Eine optimale Rente basiert auf verschiedenen Einkünften. So ist das Risiko minimiert, im Alter nur auf eine Einnahmequelle zu setzen. Die gesetzliche Rentenversicherung ist weitgehend geschützt von wirtschaftlichen Schwankungen. Wenn es wirtschaftlich bergab geht, erhalten die Rentner nicht weniger Rente. Aber sie bleibt Spielball der Politik. Um sich dagegen abzusichern, wäre eine kapitalgedeckte Rente sinnvoll.
Zweitens ist gerade durch die Digitalisierung zu erwarten, dass die Kapitalrendite im Schnitt eher steigen als sinken wird. In vielen europäischen Ländern werden heute schon Renditen von durchschnittlich fünf bis sieben Prozent erwirtschaftet. Die Deutschen werden im Alter nur davon profitieren, wenn sie über Fonds an den Unternehmen mittelbar beteiligt sind. Gerade in einem vom demographischen Wandel gezeichneten Land müssen wir auf die steigenden Kapitalrenditen setzen. Drittens haben etwas mehr als 30 Prozent der Deutschen keine zusätzliche Altersvorsorge. Sie finden sich meist in den unteren Einkommensschichten und wollen oder können sich nicht mit einer kapitalgedeckten Vorsorge beschäftigen. Die bisherigen Förderungen haben sie nicht erreicht. Wenn wir diese Menschen nicht verlieren wollen und die Schere zwischen Arm und Reich nicht weiter auseinander gehen soll, braucht es eine verpflichtende kapitalgedeckte Altersvorsorge.
Contra: Besser Arbeitnehmer entlasten
©Jan Kopetzky
Torbjörn Kartes (40) ist seit 2017 Mitglied des Deutschen Bundestags (Wahlkreis Ludwigshafen/Frankenthal). Er ist Mitglied des Bundestagsausschusses für Arbeit und Soziales und Mitglied in der MIT-Kommission Arbeit und Soziales.
Groß war die Empörung, als Friedrich Merz im Dezember vergangenen Jahres Aktien für die Altersvorsorge empfahl. „Wenn die Rente nicht reicht, sollen sie doch Aktien kaufen“, hieß es in Anspielung an die berühmte Kuchen-Empfehlung Marie-Antoinettes.

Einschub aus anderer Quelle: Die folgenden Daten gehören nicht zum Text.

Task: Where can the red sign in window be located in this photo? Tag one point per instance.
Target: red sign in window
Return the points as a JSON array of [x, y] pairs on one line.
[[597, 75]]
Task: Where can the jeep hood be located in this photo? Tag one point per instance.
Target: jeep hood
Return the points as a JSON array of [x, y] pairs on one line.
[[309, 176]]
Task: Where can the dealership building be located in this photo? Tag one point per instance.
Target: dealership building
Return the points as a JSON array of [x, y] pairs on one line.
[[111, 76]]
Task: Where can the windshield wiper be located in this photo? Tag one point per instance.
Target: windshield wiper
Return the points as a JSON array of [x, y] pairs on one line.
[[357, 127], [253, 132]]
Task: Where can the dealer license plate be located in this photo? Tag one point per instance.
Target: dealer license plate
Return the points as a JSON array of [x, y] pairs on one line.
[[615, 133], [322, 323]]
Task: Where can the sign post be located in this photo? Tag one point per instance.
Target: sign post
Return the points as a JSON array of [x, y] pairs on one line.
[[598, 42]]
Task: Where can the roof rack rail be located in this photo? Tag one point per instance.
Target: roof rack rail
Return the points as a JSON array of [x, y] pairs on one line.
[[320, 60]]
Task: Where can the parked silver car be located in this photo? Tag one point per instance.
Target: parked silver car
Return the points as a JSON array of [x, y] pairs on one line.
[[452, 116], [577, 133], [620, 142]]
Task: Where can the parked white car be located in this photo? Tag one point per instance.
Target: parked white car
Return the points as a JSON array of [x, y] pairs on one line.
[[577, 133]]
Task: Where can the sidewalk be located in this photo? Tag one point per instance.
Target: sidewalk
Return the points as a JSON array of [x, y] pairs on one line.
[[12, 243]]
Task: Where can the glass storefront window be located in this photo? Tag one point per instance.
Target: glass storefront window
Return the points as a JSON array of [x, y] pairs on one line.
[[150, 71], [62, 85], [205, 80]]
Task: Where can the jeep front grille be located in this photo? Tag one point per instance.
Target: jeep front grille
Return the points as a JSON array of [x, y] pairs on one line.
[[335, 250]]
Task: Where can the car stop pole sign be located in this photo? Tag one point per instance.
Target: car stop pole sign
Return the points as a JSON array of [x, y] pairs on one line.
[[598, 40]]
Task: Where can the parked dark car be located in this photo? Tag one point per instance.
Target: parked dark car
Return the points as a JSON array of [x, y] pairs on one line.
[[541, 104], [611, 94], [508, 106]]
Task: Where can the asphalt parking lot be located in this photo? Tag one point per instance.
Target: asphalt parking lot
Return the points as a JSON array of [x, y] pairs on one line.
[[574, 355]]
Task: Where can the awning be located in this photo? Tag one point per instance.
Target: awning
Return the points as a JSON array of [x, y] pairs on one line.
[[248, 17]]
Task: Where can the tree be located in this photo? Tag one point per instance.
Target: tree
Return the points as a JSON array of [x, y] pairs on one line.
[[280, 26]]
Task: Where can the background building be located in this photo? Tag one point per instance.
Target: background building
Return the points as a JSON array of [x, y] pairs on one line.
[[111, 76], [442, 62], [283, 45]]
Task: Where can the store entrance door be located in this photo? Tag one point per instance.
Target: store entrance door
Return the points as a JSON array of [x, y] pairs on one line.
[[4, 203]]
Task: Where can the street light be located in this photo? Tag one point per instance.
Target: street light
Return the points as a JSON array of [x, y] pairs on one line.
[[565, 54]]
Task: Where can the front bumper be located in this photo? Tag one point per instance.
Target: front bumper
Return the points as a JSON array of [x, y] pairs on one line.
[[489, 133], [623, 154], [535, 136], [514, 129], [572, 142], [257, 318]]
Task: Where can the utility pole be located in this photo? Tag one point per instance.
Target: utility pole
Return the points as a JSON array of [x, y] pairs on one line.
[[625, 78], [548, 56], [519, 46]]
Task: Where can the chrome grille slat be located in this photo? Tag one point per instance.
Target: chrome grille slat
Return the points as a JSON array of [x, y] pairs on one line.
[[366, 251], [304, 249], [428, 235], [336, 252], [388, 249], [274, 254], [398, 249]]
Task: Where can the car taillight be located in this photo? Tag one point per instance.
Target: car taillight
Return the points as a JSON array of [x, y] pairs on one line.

Dabei war von einer Verpflichtung zur Altersvorsorge mit Aktien und Fonds nicht die Rede, sondern nur von einer möglichen staatlichen Förderung. Darüber kann man nachdenken, aber ich bin doch sehr skeptisch. Denn beim Aktiengeschäft erkauft man eine im Vergleich mit anderen Anlageformen höhere Rendite in aller Regel mit einem vergleichsweise höheren Risiko. Man braucht Fachwissen, Erfahrung und finanzielle Absicherung. Damit sind in diesem Feld aus guten Gründen fast ausschließlich Anleger unterwegs, die einer staatlichen Förderung nun wirklich nicht bedürfen.

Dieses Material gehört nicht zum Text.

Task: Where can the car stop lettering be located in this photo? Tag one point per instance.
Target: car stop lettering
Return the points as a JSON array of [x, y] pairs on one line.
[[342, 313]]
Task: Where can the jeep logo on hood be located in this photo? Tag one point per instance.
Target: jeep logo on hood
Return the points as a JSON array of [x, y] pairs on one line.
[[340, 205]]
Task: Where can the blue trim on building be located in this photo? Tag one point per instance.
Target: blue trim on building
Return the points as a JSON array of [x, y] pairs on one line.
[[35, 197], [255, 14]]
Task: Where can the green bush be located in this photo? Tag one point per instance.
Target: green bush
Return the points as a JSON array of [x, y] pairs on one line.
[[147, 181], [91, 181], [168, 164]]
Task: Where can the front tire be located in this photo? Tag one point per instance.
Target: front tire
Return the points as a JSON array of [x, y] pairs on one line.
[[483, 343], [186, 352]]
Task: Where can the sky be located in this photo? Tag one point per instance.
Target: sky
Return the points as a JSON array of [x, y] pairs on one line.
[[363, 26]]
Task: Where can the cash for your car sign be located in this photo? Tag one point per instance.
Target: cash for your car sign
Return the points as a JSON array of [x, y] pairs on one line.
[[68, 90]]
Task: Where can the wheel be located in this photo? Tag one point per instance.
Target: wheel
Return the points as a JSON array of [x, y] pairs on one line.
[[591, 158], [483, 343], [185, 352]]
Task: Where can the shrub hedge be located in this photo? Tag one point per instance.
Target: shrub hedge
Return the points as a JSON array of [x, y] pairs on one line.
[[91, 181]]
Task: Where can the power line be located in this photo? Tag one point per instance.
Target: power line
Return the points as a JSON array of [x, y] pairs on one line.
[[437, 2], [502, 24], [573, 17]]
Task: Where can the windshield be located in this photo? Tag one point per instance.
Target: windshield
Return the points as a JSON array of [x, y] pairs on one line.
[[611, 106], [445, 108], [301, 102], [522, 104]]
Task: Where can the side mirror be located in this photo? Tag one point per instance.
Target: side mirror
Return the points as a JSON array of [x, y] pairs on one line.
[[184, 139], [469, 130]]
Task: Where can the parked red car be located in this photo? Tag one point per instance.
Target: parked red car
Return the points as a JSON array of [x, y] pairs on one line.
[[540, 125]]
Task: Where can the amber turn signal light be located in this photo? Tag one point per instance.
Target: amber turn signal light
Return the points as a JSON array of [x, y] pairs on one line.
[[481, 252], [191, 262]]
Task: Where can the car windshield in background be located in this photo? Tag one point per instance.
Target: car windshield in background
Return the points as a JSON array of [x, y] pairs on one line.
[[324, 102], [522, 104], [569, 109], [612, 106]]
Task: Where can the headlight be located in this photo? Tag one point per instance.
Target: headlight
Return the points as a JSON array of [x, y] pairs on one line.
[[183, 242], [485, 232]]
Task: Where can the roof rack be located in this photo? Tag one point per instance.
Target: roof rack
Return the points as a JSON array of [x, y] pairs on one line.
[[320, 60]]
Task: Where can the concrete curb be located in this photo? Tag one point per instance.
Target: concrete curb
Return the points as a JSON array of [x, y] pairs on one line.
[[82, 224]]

Immer weniger Einzahler, immer mehr Beziehende, dazu eine steigende Lebenserwartung – umsichtige Politik muss angesichts dieser großen Herausforderungen alle drei Säulen der Altersvorsorge in Deutschland stärken. Dass die gesetzliche Rente ein umlagefinanziertes System ist und nicht versucht wird, mit den eingezahlten Beträgen am Aktienmarkt höhere Renditen zu erzielen, daran sollte man nicht rühren. Für Betriebsrente und private Altersvorsorge gilt: Anbieter von Fondssparplänen und fondsgebundenen Rentenversicherungen, die staatlich gefördert werden, müssen ihren Anlegern garantieren, dass sie zumindest ihre eingezahlten Beträge zurückerhalten. Sie setzen darum auf Sparpläne, deren Aktienanteil maximal so hoch ist, dass etwaige Verluste durch anderweitige sichere Erträge ausgeglichen werden können. Es ist vernünftig, das Risiko zu minimieren, aber große Sprünge sind auch hier nicht zu erwarten.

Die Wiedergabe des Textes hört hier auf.